Not because they're particularly dedicated to helping out constituents,
although many are, but because it's great for re-election. A good
congressional district staffer could take this, write up a few letters "from"
the Congressperson to whoever's in charge of the person in charge of JPAC,
send a release to the local cable channel, and get a pretty good local
firestorm going on the issue to shame the DoD into some action. This may not
get the investigation going, but it will get some progress...which will be
good for the petitioner (since they got some official attention they wouldn't
otherwise have), and good for the Congressperson (since they'll be able to
highlight this in their newsletters and when they're running for re-election
as someone who "gets results"). District staffers live for things like this;
take advantage of it.

Pro tip if you have something where you're going to use this strategy: make it
as easy and as obvious as possible what you'd like your representative to do.
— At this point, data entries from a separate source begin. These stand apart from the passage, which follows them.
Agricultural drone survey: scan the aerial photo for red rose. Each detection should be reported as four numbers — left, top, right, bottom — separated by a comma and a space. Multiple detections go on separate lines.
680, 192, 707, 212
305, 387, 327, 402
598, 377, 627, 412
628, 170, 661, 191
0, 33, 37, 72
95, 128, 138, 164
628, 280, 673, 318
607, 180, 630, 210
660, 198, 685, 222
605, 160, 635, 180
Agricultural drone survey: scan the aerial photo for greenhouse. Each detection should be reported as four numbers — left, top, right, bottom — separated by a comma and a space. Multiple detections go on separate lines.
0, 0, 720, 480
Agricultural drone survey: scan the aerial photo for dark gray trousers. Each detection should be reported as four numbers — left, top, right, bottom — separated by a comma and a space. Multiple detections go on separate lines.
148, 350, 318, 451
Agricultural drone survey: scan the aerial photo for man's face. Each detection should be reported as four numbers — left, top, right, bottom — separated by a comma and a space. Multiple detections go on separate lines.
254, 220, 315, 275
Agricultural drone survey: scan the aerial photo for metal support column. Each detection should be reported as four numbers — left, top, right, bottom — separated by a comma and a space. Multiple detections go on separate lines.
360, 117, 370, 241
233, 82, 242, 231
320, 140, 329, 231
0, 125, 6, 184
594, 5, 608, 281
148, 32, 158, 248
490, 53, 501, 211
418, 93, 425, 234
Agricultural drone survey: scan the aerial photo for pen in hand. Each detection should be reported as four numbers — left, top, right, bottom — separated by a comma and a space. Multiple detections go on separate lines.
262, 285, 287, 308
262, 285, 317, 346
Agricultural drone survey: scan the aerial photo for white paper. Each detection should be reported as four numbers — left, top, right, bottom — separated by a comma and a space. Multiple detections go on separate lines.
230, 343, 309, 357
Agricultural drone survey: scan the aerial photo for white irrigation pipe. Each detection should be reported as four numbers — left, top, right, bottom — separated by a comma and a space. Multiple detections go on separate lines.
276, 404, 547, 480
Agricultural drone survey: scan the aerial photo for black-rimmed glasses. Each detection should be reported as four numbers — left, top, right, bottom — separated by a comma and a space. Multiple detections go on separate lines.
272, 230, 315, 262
Want them to send a letter to a particular official? Attach a copy of the
letter you've already sent that official. Want them to make a call? Include
all the information you have about the person you tried to call, their
supervisor's information, and the talking points you would have used had you
been able to make it. Keep your issue morally black-and-white, and make it
very easy to understand how doing X will result in something concrete and
simple that the representative can consider an accomplishment. You're
competing with a whole host of other interests who want some of this
representative's district time, so make it very clear why what you want is
easy to do, morally right (according to the morals of the majority of your
district), and simple to understand & be convinced of.

------
warmwaffles
Any way we can start sending letters to this guy to pull his head out of his
ass?